Atomic Instruction Execution Unit AtomicsUnit
Function Description
The AtomicsUnit is used to execute atomic instructions, including the A extension (LR/SC and AMO instructions) and the Zacas extension (AMOCAS.W, AMOCAS.D, and AMOCAS.Q). PMA default DDR address spaces support all AMO and AMOCAS instructions.
The basic execution flow of atomic instructions is as follows:
- sta dispatch: AtomicsUnit shares the dispatch port with StoreUnit, listening for sta uops from the Reservation Station.
- std dispatch: Atomic instructions share the StdExeUnit execution unit with store instructions. The execution results from StdExeUnit are sent to AtomicsUnit. AtomicsUnit is responsible for collecting all data required for atomic instruction execution.
- Address translation: AtomicsUnit shares the DTLB port with LoadUnit_0 for address translation, and also needs to perform physical address checks such as PMA / PMP.
- Clear SBuffer: Currently, all atomic instruction executions are treated with aq/rl bits set, so the SBuffer needs to be cleared before execution.
- Access DCache: Send an atomic operation request to the DCache.

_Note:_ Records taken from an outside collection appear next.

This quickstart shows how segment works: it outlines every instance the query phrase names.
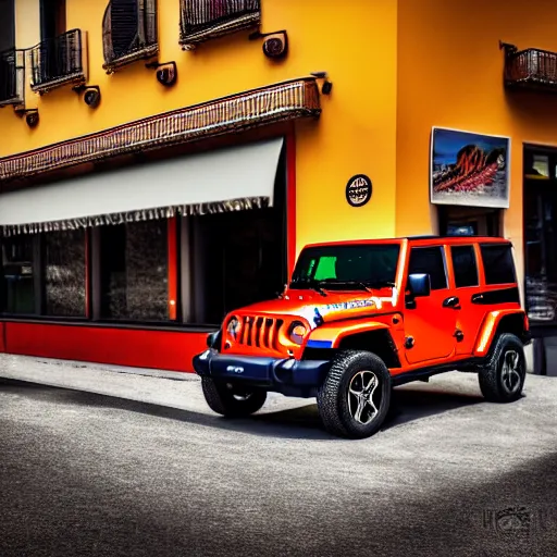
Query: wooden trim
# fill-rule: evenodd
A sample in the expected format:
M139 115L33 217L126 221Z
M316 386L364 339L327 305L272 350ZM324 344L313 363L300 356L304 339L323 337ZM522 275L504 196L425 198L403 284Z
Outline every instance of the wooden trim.
M320 114L315 79L293 79L1 158L0 181Z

After the DCache completes, it returns the result to AtomicsUnit.
- Write back: AtomicsUnit writes the execution result back to the register file.
Overall Block Diagram
The finite state machine of the AtomicsUnit is shown in the figure:
-
s_invalid: AtomicsUnit is idle. Upon receiving an sta uop dispatched from the Reservation Station, it enters the s_tlb_and_flush_sb_req state.
-
s_tlb_and_flush_sb_req: Access the TLB for address translation. If the TLB misses, continue accessing the TLB until a hit; simultaneously request SBuffer clearing. After a TLB hit, if a debug trigger is activated, or if there is an address misalignment exception, it directly enters the s_finish state to write back to the backend. Otherwise, it enters the s_pm state to perform physical address permission checks and further exception checks. During TLB access:
- For LR instructions, read permission is required.
- For SC instructions or other AMO instructions, write permission is required.
-
s_pm: Physical address permission checking and exception handling. If any of the following exceptions occur, it enters the s_finish state to write back to the backend:
- If a TLB access for an LR instruction returns an exception, report the corresponding LoadPageFault / LoadAccessFault / LoadGuestPageFault exception.
- If a TLB access for an atomic instruction other than LR returns an exception, report the corresponding StorePageFault / StoreAccessFault / StoreGuestPageFault exception.
- If the PBMT attribute is PMA, and the PMA attribute is MMIO, report the corresponding LoadAccessFault / StoreAccessFault based on whether it is an LR instruction.
- If the PBMT attribute is IO or NC, report the corresponding LoadAccessFault / StoreAccessFault based on whether it is an LR instruction.
- If the PMP attribute is MMIO, or if a read/write permission check exception is returned, report the corresponding LoadAccessFault / StoreAccessFault based on whether it is an LR instruction.
If none of the above exceptions occur, start clearing the SBuffer: - If the SBuffer is not empty, enter the s_wait_flush_sbuffer_resp state to wait for the SBuffer to be cleared. - If the SBuffer is already clear, enter the s_cache_req state to access the DCache.
-
s_wait_flush_sbuffer_resp: After waiting for the SBuffer to be cleared, enter the s_cache_req state to access the DCache.
-
s_cache_req: After collecting all std uops, send an access request to the DCache. Upon successful handshake, enter the s_cache_resp state to wait for the DCache to complete the response.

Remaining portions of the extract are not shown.